Ellen Weaver

Drug Price Controls Will Hurt Consumers

Healthcare
June 2, 2017

Ellen Weaver

There seems to be at least some support on both the left and the right for letting government dictate Medicare drug prices. Both Donald Trump and Hillary Clinton spoke of it often during the campaign. Bernie Sanders fights for it in the Senate.

Too bad it’s such a dangerous idea.

They say that having Washington negotiate prices with drug makers under Medicare part D – the prescription drug benefit for seniors – is a good idea. But should their proposals become law, they will bring the same problems price controls always create: shortages and economic distortions.

Whenever the government uses its clout to set prices, it invariably inflicts harm.

Consider minimum wage laws. Though intended to help workers by boosting their incomes, wage mandates artificially elevate the costs that businesses must pay. If those employers can’t pass the cost increase on to their customers, they often have no choice but to lay off some workers or stop hiring.

South Carolinians have experienced the unintended consequences of minimum wage increases firsthand. Between July 2007 and July 2009, the federal minimum wage rose by $2.10.

Teenage workers, who disproportionately work in minimum wage positions, paid the price. Employment among our state’s 16 to 19 year olds plummeted by almost 9 percent.

Minimum wage hikes have caused job losses in cities around the country. A Seattle minimum wage increase in April 2015 subsequently led to the loss of 1,000 restaurant jobs in May. American Enterprise Institute economist Mark Perry said that it “was the largest one-month job decline” in years.

Meanwhile, restaurant job growth in San Francisco slowed significantly upon the city’s minimum wage bump. The city’s growth rate held at a low 1.4 percent, while the rest of the state boasted a 3.4 percent job growth rate.

There’s no getting around the fact that price control laws are economic disasters. As 500 economists, including three Nobel laureates, pointed out in a letter to Congress, when businesses are “saddled with a higher cost of labor,” they “will need to cut costs.”

Every government policy that sets price floors and price ceilings creates economic distortion. More than three-fourths of economists agree that “a ceiling on rents reduces the quality and quantity of housing available.” And 74 percent disagree with the idea that “wage-price controls are a useful policy option in the control of inflation.”

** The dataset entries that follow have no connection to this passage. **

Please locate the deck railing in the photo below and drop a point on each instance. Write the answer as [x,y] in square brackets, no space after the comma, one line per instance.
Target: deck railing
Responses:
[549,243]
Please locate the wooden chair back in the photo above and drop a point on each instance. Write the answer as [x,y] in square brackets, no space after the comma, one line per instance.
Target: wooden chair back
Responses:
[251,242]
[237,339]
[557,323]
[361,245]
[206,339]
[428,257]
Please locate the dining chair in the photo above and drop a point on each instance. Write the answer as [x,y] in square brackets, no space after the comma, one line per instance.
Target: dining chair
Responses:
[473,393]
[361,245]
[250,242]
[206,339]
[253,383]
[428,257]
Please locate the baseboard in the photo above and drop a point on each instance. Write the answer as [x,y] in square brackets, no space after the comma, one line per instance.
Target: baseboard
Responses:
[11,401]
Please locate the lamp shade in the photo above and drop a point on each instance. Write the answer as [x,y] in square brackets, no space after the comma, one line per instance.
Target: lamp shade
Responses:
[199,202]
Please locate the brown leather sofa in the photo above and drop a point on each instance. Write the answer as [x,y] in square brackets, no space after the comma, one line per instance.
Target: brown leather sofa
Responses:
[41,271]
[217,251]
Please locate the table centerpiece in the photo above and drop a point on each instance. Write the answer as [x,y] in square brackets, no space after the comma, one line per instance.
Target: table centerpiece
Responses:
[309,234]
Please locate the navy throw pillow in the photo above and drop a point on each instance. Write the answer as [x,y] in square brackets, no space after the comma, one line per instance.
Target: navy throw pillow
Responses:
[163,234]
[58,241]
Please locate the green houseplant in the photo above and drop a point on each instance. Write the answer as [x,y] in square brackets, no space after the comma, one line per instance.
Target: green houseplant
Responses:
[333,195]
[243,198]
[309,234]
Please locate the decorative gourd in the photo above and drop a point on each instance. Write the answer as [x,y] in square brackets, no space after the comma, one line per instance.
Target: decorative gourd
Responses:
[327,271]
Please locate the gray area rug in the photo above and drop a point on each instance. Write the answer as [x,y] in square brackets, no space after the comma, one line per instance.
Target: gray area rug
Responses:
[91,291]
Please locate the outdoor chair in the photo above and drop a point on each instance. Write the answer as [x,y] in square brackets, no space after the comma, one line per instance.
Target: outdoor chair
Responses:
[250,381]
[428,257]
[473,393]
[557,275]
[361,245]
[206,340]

Yet despite all of this warning against price controls, national leaders are looking to price caps to lower the cost of Medicare Part D drugs.

Part D is based on market competition, which is why it’s the one component of Medicare that consistently comes in under budget. Insurers drive hard but sustainable bargains in negotiations with drug makers. In so doing, they assemble attractive and affordable packages of drug coverage.

That affordable coverage and access to drugs would disappear if government officials weasel their way into pricing Part D’s drugs. While “negotiations” is a popular talking point, the federal government actually would just dictate the price it’s willing to pay. Some drug makers won’t be able to afford to sell at that price. Seniors will be out of luck.

This is not a hypothetical scenario. It’s already happened at the Department of Veterans Affairs. The program uses price controls instead of competition to control expenses. As a result, officials have excluded almost 20 percent of the top 200 drugs most prescribed by Medicare Part D from the VA’s list of covered medicines.

Price controls invariably cause shortages. Rent control causes housing shortages.  Price controls on gasoline during the 1970s led to shortages and long lines at service stations. Wage controls limit the number of jobs employers offer.

Government “negotiations” with drug makers might reduce the cost of some medicines — but the tradeoff will be widespread, VA-style drug shortages for seniors. Perhaps the politicians who support such government intervention don’t care about limiting 450,000 South Carolinians’ access to the medicines currently available through Part D. If that’s the case, they should at least be honest with voters about what will happen: we’ve swallowed that pill before and know the negative side effects that are sure to follow.